Her stomach clenched. Buffy leaned forward and threw up on her shoes. She could make out little pieces of undigested hardtack suspended in the filmy liquid. She groaned. Hardtack wasn’t cheap, and neither were boots.

Buffy coughed and spit, wiping vomit from her mouth with the filthy end of her bandage. A tingle touched her cheek, and she turned her head, and there was Spike. He frowned, little tics working in his forehead and jaw, then straightened with a frustrated sigh. “Best get you to your hovel before some nasty finds you in this sorry state.”

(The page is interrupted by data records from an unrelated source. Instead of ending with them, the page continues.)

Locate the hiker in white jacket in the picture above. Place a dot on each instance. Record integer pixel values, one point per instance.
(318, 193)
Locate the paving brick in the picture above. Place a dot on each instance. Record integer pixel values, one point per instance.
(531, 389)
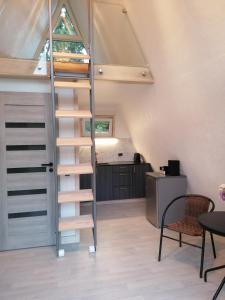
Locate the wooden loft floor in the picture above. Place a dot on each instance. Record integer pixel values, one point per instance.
(33, 69)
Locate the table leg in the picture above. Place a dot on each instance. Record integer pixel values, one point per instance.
(212, 269)
(219, 289)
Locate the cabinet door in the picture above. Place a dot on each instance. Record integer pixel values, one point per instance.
(151, 200)
(122, 192)
(139, 179)
(104, 183)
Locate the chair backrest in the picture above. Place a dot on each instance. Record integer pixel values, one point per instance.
(196, 205)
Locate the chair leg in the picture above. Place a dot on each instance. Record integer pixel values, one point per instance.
(219, 289)
(180, 239)
(202, 253)
(160, 243)
(213, 245)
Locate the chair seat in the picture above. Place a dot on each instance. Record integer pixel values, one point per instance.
(187, 226)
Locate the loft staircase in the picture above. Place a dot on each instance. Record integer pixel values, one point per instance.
(73, 82)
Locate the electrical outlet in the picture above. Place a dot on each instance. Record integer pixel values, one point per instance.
(61, 253)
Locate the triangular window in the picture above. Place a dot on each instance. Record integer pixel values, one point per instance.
(64, 23)
(66, 35)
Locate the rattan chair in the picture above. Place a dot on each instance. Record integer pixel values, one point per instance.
(194, 206)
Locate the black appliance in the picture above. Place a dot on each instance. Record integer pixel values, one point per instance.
(165, 169)
(137, 158)
(174, 167)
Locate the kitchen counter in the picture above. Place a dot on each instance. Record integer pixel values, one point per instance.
(115, 163)
(118, 180)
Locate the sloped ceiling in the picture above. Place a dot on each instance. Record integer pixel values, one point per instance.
(24, 23)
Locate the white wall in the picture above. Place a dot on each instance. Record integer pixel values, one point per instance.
(182, 116)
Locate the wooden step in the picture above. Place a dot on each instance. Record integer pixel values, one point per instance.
(73, 114)
(80, 222)
(71, 55)
(74, 169)
(71, 67)
(80, 196)
(81, 141)
(82, 84)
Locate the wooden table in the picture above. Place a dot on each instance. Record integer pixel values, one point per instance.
(214, 222)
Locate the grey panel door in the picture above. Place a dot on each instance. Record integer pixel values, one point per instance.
(27, 188)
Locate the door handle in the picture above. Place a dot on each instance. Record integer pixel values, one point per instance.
(47, 165)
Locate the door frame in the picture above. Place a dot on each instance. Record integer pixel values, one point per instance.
(27, 98)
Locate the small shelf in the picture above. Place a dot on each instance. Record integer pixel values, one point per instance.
(81, 141)
(72, 197)
(73, 114)
(74, 169)
(73, 223)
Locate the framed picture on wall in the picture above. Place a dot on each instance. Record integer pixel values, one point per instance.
(104, 126)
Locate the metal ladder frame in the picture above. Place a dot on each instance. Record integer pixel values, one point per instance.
(55, 123)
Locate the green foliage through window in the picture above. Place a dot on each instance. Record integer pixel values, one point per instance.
(64, 24)
(100, 126)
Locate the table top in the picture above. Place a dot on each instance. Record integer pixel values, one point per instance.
(213, 222)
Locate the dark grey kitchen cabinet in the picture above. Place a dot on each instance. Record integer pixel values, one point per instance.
(104, 183)
(116, 181)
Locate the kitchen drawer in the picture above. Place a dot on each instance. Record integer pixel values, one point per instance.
(122, 192)
(122, 179)
(122, 169)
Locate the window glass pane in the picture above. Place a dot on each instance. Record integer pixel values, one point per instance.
(63, 46)
(64, 24)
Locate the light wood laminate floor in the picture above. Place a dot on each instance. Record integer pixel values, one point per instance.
(124, 268)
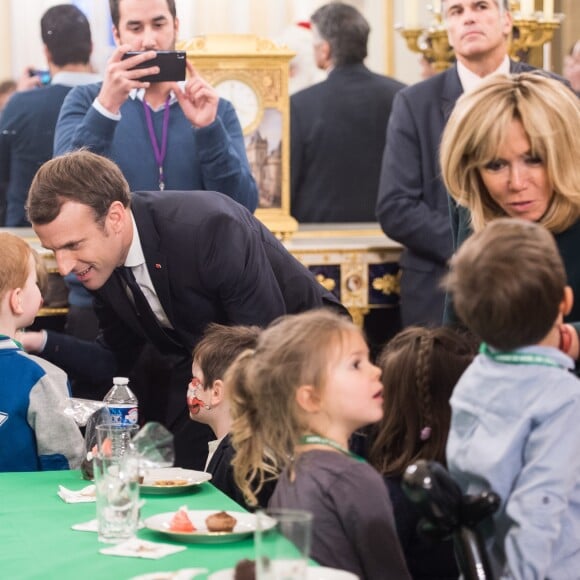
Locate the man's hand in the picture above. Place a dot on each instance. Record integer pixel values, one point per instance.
(119, 81)
(198, 100)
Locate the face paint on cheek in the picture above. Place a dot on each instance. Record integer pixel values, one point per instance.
(194, 403)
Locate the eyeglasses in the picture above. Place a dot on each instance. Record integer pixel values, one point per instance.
(193, 386)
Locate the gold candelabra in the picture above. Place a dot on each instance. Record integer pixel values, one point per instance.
(531, 29)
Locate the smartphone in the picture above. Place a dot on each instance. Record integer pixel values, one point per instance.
(171, 65)
(43, 75)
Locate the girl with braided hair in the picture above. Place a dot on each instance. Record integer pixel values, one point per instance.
(296, 400)
(420, 369)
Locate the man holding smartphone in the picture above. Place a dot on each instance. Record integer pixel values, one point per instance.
(29, 120)
(164, 135)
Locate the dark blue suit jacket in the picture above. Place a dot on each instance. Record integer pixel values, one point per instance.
(337, 138)
(412, 204)
(210, 260)
(26, 136)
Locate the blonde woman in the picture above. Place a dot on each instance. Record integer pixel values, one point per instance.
(512, 148)
(296, 400)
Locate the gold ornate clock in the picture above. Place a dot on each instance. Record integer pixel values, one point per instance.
(252, 73)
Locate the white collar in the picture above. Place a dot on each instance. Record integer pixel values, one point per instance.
(139, 94)
(470, 81)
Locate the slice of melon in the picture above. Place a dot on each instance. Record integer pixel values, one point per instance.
(180, 522)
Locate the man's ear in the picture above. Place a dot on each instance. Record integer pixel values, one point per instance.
(15, 301)
(116, 37)
(308, 399)
(326, 53)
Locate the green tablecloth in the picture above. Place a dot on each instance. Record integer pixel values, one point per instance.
(36, 539)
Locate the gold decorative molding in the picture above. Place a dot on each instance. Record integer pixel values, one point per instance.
(263, 65)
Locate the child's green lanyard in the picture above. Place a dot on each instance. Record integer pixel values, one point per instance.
(518, 358)
(18, 344)
(318, 440)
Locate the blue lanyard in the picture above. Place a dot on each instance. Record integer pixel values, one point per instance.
(318, 440)
(6, 337)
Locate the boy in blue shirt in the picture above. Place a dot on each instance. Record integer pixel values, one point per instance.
(35, 434)
(515, 424)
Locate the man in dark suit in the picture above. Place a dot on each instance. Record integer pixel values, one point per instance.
(412, 204)
(161, 266)
(28, 122)
(337, 127)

He had tried to touch her face, Buffy realized. Only he hadn’t managed more than a fleeting vibration before his fingers sunk right through her skin.

“Sorry,” she whispered, then leaned over to hack some more. The little green dots still moved through the air, but they looked dull and used, now.

“Don’t apologize. Makes me feel like a couple Hells just opened ice rinks.” He waited for her to finish coughing. “Can you walk?”

Buffy felt wobbly. “Sure. In another few hours. My feet feel all fuzzy.” She gestured at the offending appendages.

“Fuzzy feet will have to do you, pet. Can’t carry you.”

“I know,” Buffy said quickly, before he could elaborate on all the other things he couldn’t do. Did he think he had the monopoly on uselessness? Hello! She’d been useless way longer than he had!

Spike wrapped his arms around himself in a defensive slouch, and Buffy didn’t really want to fight with him anymore.

“Techo-pagans,” she said.

“What?”

“Jo knows a few. Maybe they can help you.”

Spike ducked his head. “Okay, then.” He started walking. Buffy followed him.

Jo’s door was a long time coming, even though the distance wasn’t far. Spike sauntered straight through the concrete slab leaving Buffy to push it aside. She did so one-handed, then stumbled towards the bench.

Buffy sat down, then bent forward to put her head between her knees. From the corner of her eye, she saw Spike’s denim-clad legs approaching the bench. He sat down next to her. She sat back up, and blood rushed from her skull too quickly, making her dizzy.

It hurt to look at the green lights. She wanted them gone.

Spike’s hand inched forward, then retracted, like he wanted to touch her, but couldn’t stand another failure. Buffy moved her own hand, skimming it over his upper thigh, then placing it across the tips of his fingers. Light crackled where she touched him.

Spike went rigid.

“If you’re nothing, and I can touch you, does that make me nothing, too?” Buffy asked.

Spike lifted his fingers a fraction of an inch, bringing their hands into greater contact. He watched, fascinated, as his fingers pressed against her skin. “Don’t know, love. Maybe it means we’re something.”

Buffy wasn’t convinced, but Spike’s expression looked a tad brighter, and for some bizarro reason, she didn’t want to dim it. “Yeah. Maybe it does.”